In the Mayer Cemetery in Washington County, Texas, there is a headstone located towards the edge of the property, approximately 75 feet away from other graves.
It is a common design, multi-tiered and topped by a spherical finial. The writing is in German and reads:
Hier ruht meine Schwester
Die blume pranat und fällt dann ab
So bluhl der mensch und sinht ins grub
In English, this translates to:
Here rests my sister
The flower dances and then declines.
So blooms a person and sinks into the grave.
This headstone marks the burial site of Bertha Wiebusch, who died in 1900 at the age of 20. Through census records, I was able to piece together the following history:
Bertha was born in Texas on May 2, 1880. Her parents were Theodor Eduard Wiebusch and Sophie Piehl. She had three brothers. Bertha was the oldest of four children. She was 10 when her mother died, 12 when her younger brother Rudolph died, 13 when her father died, and 18 when her older brother Albert died. At the time of her death in 1900, she and her surviving brother George were living with her mother’s brother, William Piehl and his wife Elisabeth. There are no details of her death and no death certificate.
Her only surviving brother was George, who was 16 when Bertha died. In 1910, he was living in Refugio, Texas with other members of the Piehl family and was working as a carpenter. George died of tuberculosis in 1920 at the age of 36.

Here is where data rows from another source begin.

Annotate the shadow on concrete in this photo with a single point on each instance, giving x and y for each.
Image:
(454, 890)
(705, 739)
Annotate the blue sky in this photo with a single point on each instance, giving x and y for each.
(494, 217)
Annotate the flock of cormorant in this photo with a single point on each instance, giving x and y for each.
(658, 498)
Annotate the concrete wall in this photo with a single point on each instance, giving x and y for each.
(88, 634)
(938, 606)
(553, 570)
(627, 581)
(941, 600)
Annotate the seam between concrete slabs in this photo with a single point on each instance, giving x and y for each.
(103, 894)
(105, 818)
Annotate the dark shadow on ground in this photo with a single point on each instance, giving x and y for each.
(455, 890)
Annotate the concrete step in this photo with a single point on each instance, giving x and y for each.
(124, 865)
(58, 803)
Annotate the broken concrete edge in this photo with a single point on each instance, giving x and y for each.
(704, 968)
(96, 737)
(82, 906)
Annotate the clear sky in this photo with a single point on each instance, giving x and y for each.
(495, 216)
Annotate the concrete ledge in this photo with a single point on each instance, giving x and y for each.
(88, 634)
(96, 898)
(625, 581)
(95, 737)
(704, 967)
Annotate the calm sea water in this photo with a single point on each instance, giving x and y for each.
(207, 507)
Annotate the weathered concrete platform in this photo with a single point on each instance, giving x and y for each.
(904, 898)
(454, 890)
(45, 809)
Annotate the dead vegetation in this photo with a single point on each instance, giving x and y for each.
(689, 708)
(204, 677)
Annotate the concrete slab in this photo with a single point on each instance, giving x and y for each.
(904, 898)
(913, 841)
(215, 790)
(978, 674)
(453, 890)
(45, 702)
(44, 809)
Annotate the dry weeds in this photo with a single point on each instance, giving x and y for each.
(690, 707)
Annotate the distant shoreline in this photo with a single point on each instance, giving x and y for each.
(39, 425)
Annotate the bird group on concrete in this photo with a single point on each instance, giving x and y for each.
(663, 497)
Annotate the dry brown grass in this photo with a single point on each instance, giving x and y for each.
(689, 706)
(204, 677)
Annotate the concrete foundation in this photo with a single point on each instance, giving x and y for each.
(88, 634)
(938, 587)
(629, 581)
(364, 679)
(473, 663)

George was very young when his parents and brothers died, and he must have been very close to his big sister. I imagine him as an adult, picking out an expensive headstone to commemorate his sister, who died so young.
This still does not answer why Bertha’s grave seems so out of place. Did she die of a communicable disease, which under state law necessitated a burial where she could not “contaminate” other graves? Did she die by suicide, which would also explain why she was not buried on holy ground? Or was it a matter of convenience? Other graves in the Mayer cemetery are scattered about, so maybe the plan was to have a section for other members of the Wiebusch family. In any case, it is a mystery that for the present will remain unsolved.
The red circle on the aerial map denotes Bertha’s headstone.
E. Theodore and Rudolph are buried in the Eben Ezer Lutheran Church cemetery in Berlin, Texas. I was unable to locate Albert or Sophie Wiebusch’s graves.